Object of the penalty to handle the fused lasso penalty (Tibshirani et al., 2005)
Usage
fused.lasso (lambda = NULL, ...)
Arguments
lambda
two-dimensional tuning parameter. The first component corresponds to the regularization parameter $\lambda_1$ of the lasso penalty,
the second one to the regularization parameter $\lambda_2$ of the fusion penalty. Both must be nonnegative.
...
further arguments
Value
An object of the class penalty. This is a list with elements
penaltycharacter: the penalty name.
lambdadouble: the (nonnegative) regularization parameter.
first.derivativefunction: This returns the J-dimensional vector of the first derivative of the J penalty terms with
respect to $|\mathbf{a}^\top_j\boldsymbol{\beta|}$.

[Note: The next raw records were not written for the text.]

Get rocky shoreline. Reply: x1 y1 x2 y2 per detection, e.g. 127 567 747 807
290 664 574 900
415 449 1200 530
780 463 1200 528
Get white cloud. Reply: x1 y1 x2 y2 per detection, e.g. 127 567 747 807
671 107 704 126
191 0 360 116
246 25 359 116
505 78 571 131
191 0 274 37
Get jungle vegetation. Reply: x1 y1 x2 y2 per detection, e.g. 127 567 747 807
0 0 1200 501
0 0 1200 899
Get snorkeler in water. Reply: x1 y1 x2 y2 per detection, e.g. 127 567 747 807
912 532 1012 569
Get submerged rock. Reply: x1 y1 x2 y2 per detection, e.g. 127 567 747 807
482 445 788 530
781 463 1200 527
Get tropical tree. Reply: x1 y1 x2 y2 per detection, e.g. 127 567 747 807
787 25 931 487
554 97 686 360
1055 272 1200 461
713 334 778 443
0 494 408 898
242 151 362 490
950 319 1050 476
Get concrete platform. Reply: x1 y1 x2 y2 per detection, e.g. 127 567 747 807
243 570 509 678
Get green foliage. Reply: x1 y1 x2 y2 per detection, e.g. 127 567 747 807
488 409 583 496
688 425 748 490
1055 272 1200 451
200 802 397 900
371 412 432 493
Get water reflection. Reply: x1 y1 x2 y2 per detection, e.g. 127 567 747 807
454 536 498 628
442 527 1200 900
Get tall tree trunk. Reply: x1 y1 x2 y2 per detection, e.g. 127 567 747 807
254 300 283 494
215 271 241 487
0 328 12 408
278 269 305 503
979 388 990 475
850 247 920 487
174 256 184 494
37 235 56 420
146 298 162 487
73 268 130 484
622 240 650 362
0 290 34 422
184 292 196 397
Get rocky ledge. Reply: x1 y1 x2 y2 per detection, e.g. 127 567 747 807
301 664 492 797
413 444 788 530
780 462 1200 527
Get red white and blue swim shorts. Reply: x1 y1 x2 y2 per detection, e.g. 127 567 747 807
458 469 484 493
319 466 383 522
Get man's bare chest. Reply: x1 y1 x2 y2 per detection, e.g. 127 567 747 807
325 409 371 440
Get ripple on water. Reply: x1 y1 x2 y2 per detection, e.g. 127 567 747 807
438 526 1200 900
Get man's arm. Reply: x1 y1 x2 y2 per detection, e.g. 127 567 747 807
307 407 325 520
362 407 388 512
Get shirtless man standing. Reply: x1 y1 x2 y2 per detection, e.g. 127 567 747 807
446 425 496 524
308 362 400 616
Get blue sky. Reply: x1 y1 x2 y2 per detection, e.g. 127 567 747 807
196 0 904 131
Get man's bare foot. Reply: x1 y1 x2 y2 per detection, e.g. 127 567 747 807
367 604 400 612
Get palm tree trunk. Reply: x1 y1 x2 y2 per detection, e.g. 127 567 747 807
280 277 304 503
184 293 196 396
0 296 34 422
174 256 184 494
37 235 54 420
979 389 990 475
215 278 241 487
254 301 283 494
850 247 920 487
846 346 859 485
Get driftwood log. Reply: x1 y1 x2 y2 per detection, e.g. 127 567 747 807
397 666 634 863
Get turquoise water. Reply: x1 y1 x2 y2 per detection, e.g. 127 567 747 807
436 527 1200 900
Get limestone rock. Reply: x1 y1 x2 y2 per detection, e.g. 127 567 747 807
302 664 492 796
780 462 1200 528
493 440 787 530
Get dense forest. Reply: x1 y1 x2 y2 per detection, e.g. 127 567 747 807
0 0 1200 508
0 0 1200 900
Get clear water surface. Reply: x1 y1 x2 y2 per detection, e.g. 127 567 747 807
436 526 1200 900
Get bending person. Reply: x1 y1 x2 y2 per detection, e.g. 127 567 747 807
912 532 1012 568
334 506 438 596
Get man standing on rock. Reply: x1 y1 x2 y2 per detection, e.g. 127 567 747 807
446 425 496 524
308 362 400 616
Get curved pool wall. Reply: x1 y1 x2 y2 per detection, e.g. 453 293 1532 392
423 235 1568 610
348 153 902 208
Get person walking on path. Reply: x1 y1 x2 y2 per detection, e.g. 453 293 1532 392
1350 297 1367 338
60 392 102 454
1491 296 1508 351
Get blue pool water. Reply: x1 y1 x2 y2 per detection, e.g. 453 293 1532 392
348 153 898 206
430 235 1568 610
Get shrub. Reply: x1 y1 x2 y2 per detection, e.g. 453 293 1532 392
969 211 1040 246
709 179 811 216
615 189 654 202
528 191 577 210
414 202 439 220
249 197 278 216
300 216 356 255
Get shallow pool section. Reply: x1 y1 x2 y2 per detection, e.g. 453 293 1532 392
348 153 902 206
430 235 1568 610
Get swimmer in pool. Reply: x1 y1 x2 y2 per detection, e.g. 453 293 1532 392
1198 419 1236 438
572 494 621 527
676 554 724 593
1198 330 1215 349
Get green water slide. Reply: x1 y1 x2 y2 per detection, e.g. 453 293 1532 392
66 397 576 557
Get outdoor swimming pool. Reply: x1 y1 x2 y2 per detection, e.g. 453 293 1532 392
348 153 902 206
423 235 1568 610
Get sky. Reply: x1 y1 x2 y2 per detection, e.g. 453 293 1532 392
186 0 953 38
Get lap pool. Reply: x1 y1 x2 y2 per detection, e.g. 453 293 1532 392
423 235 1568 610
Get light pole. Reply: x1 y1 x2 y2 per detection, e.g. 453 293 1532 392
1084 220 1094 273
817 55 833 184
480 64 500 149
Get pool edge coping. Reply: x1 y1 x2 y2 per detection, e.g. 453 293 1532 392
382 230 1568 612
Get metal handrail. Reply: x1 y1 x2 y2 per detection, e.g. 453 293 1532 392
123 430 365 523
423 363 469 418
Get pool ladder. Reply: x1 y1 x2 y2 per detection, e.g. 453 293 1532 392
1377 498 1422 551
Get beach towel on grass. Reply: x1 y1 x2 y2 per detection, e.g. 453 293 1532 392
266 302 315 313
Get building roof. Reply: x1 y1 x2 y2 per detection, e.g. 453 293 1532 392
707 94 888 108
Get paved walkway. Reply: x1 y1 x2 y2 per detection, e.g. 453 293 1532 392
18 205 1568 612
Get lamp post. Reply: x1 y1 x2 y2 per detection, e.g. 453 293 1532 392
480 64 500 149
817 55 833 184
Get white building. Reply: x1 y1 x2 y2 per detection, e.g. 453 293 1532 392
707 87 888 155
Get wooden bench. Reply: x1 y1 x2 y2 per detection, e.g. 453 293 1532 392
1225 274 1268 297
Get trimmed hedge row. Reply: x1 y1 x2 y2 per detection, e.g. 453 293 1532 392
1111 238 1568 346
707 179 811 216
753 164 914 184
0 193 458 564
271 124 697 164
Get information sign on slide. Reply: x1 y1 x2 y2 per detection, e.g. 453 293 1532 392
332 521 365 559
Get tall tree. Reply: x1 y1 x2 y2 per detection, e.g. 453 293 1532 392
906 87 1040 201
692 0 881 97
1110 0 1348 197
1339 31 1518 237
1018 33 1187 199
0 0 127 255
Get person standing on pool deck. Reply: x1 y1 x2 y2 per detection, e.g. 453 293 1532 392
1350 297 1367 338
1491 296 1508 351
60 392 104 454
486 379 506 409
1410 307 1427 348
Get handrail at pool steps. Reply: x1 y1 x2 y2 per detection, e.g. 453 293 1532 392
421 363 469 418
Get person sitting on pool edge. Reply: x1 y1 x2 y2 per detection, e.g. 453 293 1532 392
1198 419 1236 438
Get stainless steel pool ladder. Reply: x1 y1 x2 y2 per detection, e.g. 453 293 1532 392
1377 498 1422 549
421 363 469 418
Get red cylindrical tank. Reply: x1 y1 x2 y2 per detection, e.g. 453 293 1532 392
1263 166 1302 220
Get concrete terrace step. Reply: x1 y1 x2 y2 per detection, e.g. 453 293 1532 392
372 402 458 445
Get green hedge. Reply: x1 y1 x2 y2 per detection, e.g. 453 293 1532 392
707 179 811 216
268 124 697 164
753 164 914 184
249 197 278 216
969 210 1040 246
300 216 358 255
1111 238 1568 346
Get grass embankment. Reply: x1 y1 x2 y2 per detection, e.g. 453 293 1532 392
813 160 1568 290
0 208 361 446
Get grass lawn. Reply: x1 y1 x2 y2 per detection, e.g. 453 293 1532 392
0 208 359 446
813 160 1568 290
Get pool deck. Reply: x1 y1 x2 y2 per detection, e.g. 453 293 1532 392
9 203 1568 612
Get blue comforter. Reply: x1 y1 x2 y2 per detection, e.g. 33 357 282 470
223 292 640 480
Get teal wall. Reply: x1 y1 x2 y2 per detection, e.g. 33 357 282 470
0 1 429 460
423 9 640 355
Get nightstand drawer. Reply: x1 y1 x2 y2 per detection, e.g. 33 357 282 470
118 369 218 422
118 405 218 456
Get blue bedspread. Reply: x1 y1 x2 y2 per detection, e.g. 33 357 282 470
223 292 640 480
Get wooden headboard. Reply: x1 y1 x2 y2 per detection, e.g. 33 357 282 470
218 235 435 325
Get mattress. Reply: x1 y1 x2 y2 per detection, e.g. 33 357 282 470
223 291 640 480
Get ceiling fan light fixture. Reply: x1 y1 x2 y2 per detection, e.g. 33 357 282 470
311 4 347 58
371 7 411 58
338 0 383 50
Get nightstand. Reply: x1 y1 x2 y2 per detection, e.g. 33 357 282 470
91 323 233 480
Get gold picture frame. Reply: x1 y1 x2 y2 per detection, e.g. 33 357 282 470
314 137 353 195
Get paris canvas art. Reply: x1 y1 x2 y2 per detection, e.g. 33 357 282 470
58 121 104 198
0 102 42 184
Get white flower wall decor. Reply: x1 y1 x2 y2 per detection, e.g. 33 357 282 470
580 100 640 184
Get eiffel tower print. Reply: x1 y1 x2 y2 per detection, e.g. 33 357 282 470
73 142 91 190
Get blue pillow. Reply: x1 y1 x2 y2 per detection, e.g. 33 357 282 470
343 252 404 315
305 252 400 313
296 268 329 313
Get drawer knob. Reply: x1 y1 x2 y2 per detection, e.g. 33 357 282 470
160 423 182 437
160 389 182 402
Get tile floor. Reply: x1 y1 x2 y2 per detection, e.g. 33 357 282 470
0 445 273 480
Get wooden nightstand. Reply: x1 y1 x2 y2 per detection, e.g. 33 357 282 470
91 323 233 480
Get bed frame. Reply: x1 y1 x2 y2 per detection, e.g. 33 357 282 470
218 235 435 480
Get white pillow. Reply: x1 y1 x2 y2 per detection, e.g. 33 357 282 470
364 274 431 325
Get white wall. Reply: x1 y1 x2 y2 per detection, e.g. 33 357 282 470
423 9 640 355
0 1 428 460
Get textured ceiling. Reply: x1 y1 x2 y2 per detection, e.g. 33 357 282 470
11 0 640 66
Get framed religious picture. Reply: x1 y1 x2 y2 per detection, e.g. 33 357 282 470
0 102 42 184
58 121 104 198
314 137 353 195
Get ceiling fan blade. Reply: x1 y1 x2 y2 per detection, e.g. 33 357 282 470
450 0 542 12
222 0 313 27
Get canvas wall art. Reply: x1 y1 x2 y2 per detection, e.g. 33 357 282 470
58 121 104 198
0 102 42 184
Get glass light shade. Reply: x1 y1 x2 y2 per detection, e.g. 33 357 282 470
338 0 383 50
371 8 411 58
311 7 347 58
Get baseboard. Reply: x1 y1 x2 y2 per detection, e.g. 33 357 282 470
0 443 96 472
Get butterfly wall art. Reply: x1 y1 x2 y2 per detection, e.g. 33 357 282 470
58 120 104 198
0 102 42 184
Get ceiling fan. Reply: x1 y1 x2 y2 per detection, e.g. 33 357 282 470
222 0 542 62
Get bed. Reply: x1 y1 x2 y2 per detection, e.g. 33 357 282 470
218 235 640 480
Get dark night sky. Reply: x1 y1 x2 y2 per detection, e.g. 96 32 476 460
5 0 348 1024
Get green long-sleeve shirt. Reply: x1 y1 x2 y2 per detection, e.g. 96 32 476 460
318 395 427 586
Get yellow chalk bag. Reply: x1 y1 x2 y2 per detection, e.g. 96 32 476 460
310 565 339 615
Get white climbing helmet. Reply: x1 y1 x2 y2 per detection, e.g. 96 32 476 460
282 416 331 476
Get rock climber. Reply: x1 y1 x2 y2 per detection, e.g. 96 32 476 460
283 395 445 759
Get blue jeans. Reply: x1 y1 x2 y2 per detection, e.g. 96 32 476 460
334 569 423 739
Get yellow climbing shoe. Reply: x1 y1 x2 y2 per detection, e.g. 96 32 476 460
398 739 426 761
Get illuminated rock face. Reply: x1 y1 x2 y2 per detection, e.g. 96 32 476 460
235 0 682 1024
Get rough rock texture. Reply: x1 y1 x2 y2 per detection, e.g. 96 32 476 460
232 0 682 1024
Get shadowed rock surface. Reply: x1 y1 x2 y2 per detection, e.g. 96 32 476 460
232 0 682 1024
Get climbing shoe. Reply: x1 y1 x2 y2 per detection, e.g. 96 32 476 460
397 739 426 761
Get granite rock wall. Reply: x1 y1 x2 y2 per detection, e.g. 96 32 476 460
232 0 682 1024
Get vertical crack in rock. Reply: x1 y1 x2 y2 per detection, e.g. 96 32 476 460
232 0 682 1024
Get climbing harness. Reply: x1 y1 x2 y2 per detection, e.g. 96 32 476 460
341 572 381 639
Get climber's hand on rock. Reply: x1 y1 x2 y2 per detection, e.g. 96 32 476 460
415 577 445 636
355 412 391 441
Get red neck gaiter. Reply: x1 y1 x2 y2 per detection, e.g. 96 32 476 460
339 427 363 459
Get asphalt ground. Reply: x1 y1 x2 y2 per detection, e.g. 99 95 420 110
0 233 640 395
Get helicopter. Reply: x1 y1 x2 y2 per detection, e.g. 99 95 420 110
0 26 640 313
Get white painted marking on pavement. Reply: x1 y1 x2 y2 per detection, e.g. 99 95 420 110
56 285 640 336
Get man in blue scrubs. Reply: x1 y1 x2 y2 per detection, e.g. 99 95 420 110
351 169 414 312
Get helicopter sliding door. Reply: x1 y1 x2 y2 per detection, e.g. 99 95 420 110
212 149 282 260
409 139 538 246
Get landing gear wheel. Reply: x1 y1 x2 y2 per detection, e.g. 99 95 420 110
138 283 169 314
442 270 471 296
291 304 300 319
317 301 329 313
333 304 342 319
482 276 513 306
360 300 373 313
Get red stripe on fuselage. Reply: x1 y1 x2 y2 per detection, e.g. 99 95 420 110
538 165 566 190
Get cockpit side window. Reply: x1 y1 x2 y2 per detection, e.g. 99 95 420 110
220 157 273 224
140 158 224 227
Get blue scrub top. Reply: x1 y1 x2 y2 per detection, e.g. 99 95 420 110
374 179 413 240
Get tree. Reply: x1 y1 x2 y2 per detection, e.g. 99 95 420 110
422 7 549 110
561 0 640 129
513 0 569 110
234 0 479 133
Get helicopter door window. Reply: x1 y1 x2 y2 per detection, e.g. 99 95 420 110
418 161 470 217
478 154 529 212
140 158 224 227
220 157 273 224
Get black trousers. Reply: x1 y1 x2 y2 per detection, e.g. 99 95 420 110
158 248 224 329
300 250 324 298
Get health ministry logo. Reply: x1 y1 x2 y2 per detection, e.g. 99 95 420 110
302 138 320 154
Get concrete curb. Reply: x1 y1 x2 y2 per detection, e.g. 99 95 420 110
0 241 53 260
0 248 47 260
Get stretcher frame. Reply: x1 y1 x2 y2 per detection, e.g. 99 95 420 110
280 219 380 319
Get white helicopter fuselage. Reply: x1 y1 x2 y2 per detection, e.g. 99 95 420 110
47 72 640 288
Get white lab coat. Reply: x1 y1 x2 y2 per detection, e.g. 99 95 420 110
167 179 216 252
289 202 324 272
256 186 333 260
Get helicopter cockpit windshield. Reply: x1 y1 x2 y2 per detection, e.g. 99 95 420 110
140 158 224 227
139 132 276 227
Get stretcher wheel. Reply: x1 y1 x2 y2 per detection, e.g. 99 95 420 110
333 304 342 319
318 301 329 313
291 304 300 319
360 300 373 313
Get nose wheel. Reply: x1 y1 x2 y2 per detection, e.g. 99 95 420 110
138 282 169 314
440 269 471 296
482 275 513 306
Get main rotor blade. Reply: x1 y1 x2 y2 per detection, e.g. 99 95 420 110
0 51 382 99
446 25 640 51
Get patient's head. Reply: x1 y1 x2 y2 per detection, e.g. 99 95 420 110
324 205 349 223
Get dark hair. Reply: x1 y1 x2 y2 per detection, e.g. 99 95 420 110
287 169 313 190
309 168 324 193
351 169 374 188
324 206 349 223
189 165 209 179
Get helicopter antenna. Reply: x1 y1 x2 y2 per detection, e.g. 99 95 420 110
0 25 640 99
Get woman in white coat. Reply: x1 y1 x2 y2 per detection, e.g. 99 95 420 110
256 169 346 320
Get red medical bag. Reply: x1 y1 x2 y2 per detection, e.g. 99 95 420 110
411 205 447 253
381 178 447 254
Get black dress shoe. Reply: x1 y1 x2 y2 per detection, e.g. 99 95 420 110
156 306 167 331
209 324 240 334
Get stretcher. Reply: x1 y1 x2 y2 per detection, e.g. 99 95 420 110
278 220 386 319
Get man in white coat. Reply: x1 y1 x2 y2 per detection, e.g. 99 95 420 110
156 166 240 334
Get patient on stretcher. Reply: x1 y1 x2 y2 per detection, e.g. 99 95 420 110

a.coefsfunction: This returns the p-dimensional coefficient vector $\mathbf{a}_j$ of the J penalty terms.
Details
The fused lasso penalty is defined as
$$P_{\tilde{\lambda}}^{fl} (\boldsymbol{\beta}) = \lambda_1 \sum_{i=1}^p |\beta_i| + \lambda_2 \sum_{i=2}^p |\beta_{i} - \beta_{i-1}|,$$
where $\tilde{\lambda} = (\lambda_1, \lambda_2)$ contains two regularization parameters.
The main idea of the fused lasso penalty is to encourage sparsity in the coefficients by using the $L_1$-norm lasso penalty, and additionally to
force sparsity in the differences of the coefficients by the $L_1$-norm of their differences as reflected in the second penalty term. As a
result,
the fused lasso penalty conveys the estimated coefficients to behave in a smooth manner, with only a small number of big jumps.
See Tibshirani et al. (2005) for further details.
References
Tibshirani, R., M. Saunders, S. Rosset, J. Zhu and K. Knight (2005) Sparsity and smoothness via the fused lasso.
Journal of the Royal Statistical Society B67, 91--108.